Why the Blockchain and the Bitcoin Wallet Balances Differ
If you look at a website like blockchain.info or blockexplorer.com, you may notice it is possible to find out the details about a particular bitcoin address, such as the last transactions and of course the balance.
If you try this on a Bitcoin address that belongs to you, and fire up the Bitcoin Qt client (aka Bitcoin Core), you may have noticed a discrepancy. It’s very likely for the balance displayed on the website to be less than the one displayed by the software wallet.
The discrepancy is caused by the nature of bitcoin. Instead of storing actual coins, the bitcoin protocol should be seen as a distributed public database of transactions which together form the blockchain. You “receive” bitcoins when another party decides to use their private key to sign a transaction and send some amount of bitcoins to your public address. Bitcoins only exist in the sense that you can trace the chain of valid transactions until you reach special coinbase transaction, i.e. some mined bitcoins. You can almost think of all the transactions forming a singly linked list, that stops at one end with mined bitcoins, and on the other end with unspent bitcoins… except for the fact that each transaction can have multiple inputs or outputs. (Please keep in mind this is voluntarily simplified, if you wish to know more check the protocol documentation)
One of the quirks of the protocol, is that the amount of the inputs and outputs in the transaction must match (in reality, the output can be less than the input, and the remainder then constitutes the optional transaction fee). That rule greatly simplifies the validation of transactions, since there is no need to extract the entire history of transactions to figure out how much funds are spent or unspent for a given transaction: it’s either all or nothing.
The drawback of this solution arises when you need to spend only a fraction of the amount received in a previous transaction. In that case, the wallet software automatically creates two outputs to the transaction: one output is used to send money to the intended recipient, one output is used to send the remainder to the sender.
At this stage, it’s probably simpler to reason with an example. Let’s imagine Alice wants to sent 1.2 BTC to Bob. Alice previously received 1 BTC from Chip and 0.5 BTC from Dale. The new transaction she makes has to reference both previous unspent transactions as inputs, since neither of these transactions taken individually have enough funds. One of the outputs of the transaction must be the 1.2 BTC that are sent to Bob. But Alice also need to add a 0.3 BTC output that are sent back to herself. In the future, if she could use these 0.3 BTC coins that remain in her wallet, by referencing this 0.3 BTC output as an input for a new transaction.
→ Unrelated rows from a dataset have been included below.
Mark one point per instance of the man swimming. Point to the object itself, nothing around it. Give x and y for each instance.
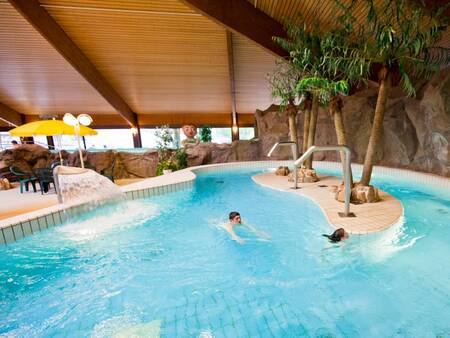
(235, 219)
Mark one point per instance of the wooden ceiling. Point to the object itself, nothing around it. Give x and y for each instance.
(161, 57)
(34, 78)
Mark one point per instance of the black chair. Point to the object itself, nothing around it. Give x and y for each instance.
(56, 163)
(45, 178)
(24, 179)
(105, 172)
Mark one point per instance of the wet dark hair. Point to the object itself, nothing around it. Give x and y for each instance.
(336, 236)
(233, 214)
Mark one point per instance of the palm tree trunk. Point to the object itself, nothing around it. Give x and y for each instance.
(336, 111)
(292, 115)
(307, 120)
(312, 128)
(293, 130)
(377, 129)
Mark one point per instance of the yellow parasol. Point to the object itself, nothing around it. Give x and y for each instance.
(49, 128)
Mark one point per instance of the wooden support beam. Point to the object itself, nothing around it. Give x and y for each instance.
(137, 139)
(37, 16)
(10, 116)
(234, 117)
(240, 16)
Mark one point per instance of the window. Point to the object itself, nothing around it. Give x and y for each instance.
(110, 139)
(246, 133)
(221, 135)
(41, 140)
(67, 142)
(149, 139)
(5, 140)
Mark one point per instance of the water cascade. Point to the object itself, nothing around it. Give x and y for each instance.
(78, 186)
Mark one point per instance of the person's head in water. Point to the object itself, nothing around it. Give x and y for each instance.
(235, 217)
(338, 235)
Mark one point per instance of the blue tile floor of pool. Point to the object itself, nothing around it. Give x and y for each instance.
(164, 265)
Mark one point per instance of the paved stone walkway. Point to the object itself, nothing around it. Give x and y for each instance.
(370, 217)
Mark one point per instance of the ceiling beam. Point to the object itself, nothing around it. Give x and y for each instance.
(231, 74)
(240, 16)
(37, 16)
(10, 116)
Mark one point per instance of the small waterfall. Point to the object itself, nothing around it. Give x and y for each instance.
(78, 186)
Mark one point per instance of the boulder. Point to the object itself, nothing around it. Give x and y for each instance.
(135, 165)
(359, 194)
(282, 171)
(304, 176)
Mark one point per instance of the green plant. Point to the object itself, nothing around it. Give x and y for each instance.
(181, 158)
(165, 153)
(166, 165)
(283, 83)
(205, 134)
(401, 38)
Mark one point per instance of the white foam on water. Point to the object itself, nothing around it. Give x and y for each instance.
(388, 243)
(125, 215)
(78, 186)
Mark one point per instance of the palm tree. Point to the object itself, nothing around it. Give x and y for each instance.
(401, 37)
(303, 46)
(283, 81)
(329, 93)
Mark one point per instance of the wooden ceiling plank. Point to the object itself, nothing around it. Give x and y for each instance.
(241, 17)
(231, 74)
(39, 18)
(10, 116)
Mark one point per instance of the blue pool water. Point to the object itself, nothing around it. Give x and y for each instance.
(165, 264)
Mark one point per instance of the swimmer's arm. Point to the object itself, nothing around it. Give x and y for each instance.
(234, 237)
(262, 234)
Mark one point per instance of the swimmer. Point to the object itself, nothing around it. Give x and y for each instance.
(234, 220)
(337, 236)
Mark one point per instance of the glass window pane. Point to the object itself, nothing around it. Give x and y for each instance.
(149, 139)
(246, 133)
(41, 140)
(221, 135)
(110, 139)
(67, 142)
(5, 140)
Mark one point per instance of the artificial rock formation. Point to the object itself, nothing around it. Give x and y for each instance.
(416, 131)
(110, 163)
(282, 171)
(304, 175)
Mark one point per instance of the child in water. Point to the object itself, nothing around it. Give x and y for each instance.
(337, 236)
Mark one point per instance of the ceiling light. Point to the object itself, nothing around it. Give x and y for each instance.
(84, 119)
(70, 119)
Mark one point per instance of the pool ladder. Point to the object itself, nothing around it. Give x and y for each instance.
(346, 167)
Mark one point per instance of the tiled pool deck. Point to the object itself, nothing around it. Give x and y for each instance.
(370, 217)
(15, 228)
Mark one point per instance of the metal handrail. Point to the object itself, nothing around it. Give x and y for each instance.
(294, 152)
(346, 168)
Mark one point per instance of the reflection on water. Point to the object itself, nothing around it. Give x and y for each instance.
(107, 218)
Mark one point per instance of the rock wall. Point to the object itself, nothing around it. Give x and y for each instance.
(416, 131)
(110, 163)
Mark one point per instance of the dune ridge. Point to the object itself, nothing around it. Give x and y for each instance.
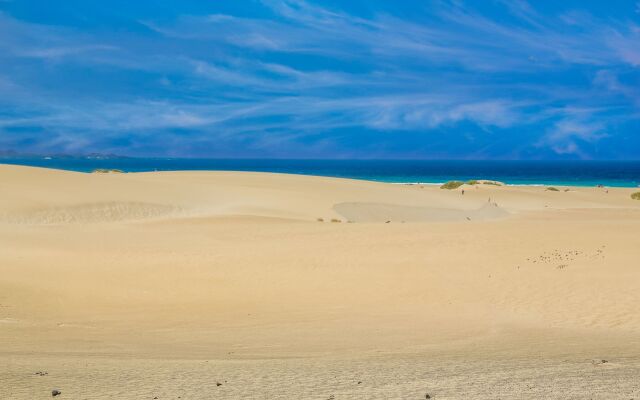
(162, 274)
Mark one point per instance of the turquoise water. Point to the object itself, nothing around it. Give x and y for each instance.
(571, 173)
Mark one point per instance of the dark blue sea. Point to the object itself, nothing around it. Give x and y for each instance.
(574, 173)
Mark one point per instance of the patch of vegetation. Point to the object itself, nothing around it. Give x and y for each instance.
(107, 171)
(452, 185)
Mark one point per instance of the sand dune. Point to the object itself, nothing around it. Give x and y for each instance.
(375, 212)
(229, 277)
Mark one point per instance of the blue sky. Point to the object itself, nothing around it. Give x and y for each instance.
(332, 79)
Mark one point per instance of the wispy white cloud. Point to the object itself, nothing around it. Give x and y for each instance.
(303, 69)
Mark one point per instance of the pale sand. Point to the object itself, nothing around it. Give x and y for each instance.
(162, 284)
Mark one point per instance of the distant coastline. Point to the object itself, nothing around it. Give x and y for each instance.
(561, 173)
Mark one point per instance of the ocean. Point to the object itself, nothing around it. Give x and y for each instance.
(569, 173)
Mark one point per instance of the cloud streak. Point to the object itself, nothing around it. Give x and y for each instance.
(295, 75)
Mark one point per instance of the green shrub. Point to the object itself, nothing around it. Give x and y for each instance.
(452, 185)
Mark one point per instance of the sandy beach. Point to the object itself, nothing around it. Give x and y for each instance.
(233, 285)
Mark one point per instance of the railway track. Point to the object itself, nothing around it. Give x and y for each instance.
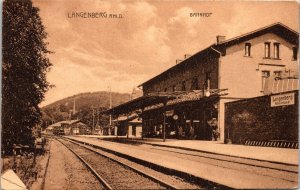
(115, 172)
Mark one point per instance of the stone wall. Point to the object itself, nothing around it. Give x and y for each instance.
(255, 119)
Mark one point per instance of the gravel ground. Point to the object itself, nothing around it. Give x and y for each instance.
(173, 180)
(65, 171)
(119, 177)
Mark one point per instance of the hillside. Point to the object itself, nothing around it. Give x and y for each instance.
(84, 105)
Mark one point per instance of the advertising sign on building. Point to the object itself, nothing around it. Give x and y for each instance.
(283, 99)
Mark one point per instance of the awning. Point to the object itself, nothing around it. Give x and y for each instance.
(157, 100)
(140, 103)
(273, 85)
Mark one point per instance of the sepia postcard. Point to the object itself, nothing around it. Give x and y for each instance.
(149, 94)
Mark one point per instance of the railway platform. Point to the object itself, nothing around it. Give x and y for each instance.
(241, 177)
(271, 154)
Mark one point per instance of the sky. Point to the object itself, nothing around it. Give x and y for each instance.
(91, 54)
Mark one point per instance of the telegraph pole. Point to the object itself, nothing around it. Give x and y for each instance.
(110, 106)
(93, 119)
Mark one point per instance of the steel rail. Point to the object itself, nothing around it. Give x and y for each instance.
(166, 184)
(94, 172)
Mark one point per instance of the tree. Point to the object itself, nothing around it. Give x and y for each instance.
(24, 68)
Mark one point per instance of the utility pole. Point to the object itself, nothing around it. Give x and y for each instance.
(110, 106)
(93, 119)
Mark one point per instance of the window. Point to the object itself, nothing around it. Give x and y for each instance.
(183, 87)
(247, 49)
(277, 75)
(195, 85)
(276, 50)
(295, 53)
(267, 50)
(264, 76)
(174, 88)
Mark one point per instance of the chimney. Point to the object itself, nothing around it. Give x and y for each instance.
(186, 56)
(178, 61)
(220, 39)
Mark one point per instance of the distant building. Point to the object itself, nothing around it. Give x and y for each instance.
(69, 127)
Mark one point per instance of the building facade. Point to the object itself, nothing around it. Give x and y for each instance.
(242, 65)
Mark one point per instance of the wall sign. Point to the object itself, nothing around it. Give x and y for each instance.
(283, 99)
(169, 113)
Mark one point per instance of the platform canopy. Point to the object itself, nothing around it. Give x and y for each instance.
(159, 99)
(140, 103)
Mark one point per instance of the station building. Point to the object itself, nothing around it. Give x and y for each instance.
(188, 100)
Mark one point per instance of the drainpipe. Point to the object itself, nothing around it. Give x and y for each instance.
(219, 86)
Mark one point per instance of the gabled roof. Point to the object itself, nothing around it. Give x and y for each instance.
(278, 28)
(68, 122)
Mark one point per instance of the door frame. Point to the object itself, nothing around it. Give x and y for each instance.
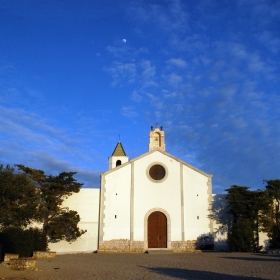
(168, 237)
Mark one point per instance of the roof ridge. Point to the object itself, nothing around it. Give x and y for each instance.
(119, 150)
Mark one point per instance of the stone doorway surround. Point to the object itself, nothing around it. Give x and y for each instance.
(146, 226)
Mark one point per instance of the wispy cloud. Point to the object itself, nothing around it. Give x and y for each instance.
(129, 111)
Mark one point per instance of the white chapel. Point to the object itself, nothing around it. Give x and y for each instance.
(153, 201)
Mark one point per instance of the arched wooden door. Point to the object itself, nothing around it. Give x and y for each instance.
(157, 230)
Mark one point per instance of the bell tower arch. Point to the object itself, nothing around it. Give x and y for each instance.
(157, 139)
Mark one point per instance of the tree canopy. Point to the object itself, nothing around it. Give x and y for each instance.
(19, 199)
(58, 222)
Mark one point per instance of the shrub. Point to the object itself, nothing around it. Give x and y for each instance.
(22, 242)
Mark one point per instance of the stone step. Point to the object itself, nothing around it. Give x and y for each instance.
(159, 251)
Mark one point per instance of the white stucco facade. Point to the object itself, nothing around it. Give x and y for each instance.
(129, 195)
(118, 215)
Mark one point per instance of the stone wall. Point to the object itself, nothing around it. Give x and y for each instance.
(184, 246)
(43, 254)
(274, 252)
(121, 245)
(23, 263)
(8, 257)
(125, 245)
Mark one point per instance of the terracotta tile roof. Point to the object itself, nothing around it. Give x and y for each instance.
(119, 151)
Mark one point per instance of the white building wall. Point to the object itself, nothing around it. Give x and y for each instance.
(196, 204)
(86, 203)
(149, 194)
(116, 220)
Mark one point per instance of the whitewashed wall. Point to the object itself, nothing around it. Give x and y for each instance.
(117, 204)
(129, 194)
(86, 203)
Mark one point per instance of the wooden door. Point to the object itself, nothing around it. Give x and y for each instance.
(157, 230)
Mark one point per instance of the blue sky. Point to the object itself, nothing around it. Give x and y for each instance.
(74, 75)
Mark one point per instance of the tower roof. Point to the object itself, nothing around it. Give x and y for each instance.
(119, 151)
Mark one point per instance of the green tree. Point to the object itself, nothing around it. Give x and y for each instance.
(19, 199)
(271, 219)
(58, 223)
(247, 209)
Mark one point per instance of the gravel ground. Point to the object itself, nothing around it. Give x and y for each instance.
(230, 266)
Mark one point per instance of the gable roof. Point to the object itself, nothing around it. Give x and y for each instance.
(119, 151)
(165, 153)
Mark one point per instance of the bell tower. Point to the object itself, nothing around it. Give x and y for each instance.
(118, 157)
(157, 139)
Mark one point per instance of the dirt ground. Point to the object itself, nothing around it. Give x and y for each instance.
(210, 265)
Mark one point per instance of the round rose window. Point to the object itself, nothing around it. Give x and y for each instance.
(157, 172)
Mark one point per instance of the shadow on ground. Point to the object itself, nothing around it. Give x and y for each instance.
(267, 259)
(194, 274)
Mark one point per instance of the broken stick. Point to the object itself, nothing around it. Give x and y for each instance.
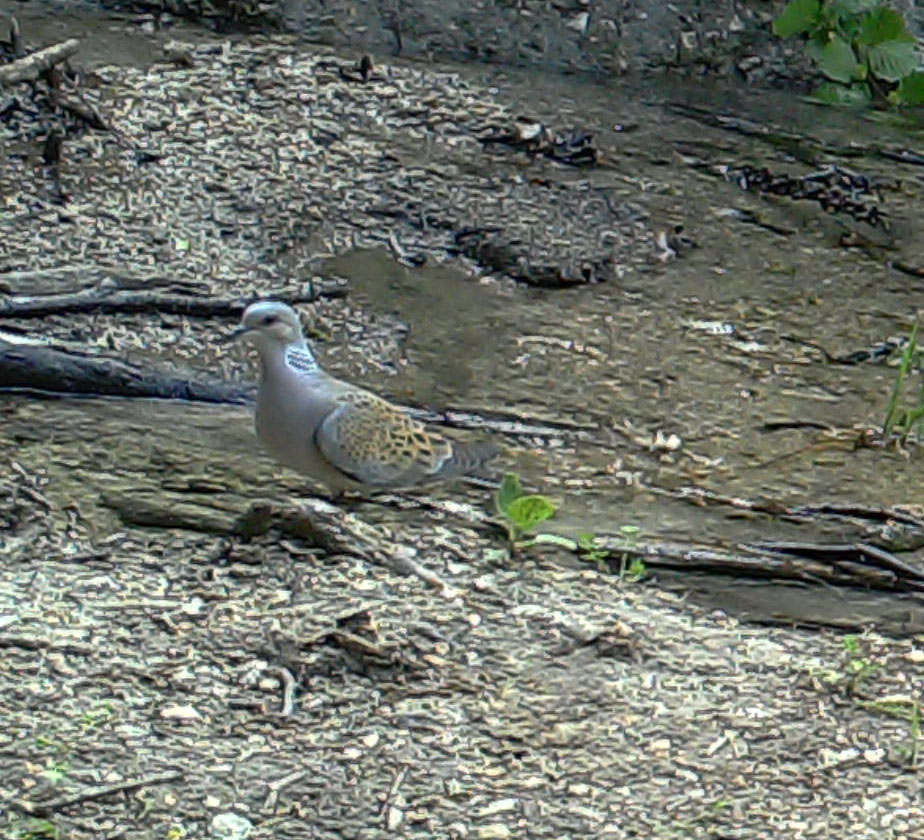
(32, 66)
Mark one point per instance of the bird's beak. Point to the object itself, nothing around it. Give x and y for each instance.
(234, 335)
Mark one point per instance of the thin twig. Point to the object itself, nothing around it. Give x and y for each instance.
(46, 809)
(387, 805)
(288, 691)
(272, 797)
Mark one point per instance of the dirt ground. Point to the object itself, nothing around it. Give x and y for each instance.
(186, 655)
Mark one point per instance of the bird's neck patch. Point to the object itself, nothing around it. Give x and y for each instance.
(301, 360)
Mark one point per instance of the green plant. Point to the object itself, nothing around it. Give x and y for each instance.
(854, 669)
(904, 420)
(521, 512)
(862, 46)
(34, 828)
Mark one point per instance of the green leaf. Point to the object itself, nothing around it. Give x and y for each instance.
(510, 490)
(838, 61)
(843, 95)
(528, 511)
(555, 539)
(798, 17)
(893, 60)
(884, 24)
(910, 90)
(851, 7)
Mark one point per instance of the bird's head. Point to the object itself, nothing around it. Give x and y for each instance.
(269, 322)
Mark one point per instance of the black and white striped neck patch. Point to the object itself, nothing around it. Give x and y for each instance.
(301, 360)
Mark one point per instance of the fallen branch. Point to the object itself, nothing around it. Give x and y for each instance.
(109, 298)
(47, 809)
(32, 66)
(45, 369)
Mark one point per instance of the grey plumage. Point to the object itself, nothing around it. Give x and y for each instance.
(341, 435)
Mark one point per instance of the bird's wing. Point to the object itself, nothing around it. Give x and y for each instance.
(375, 443)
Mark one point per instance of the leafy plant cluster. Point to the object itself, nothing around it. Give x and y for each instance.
(521, 513)
(863, 47)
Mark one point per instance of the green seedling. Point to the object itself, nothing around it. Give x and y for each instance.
(904, 421)
(855, 669)
(863, 47)
(521, 512)
(34, 829)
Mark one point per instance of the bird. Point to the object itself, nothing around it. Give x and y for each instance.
(342, 436)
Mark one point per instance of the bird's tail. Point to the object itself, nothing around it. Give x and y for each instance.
(468, 459)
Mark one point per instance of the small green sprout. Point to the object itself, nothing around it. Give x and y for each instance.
(522, 512)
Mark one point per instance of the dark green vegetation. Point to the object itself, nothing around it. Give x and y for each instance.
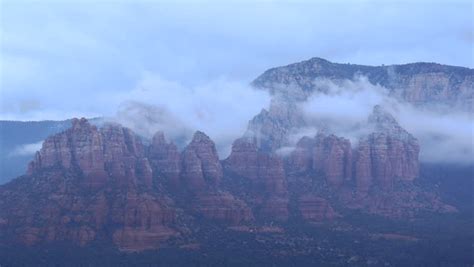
(355, 240)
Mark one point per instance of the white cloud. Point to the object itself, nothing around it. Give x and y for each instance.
(26, 149)
(220, 108)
It would be possible to use the same public address to send the money back to the sender, but the Bitcoin Qt software sends it to a new address instead, for privacy reasons. A bitcoin wallet contains at least a hundred of such addresses which constitute the key pool. The key pool is pre-allocated (therefore many addresses will have a balance of zero) so that slightly out of date backups of wallet files result in no loss of bitcoins. Every time a transaction that requires return funds is made, these returned funds seem to “disappear” from the balance of the wallet’s public address. It’s possible to reach a balance of zero on your public address in that way.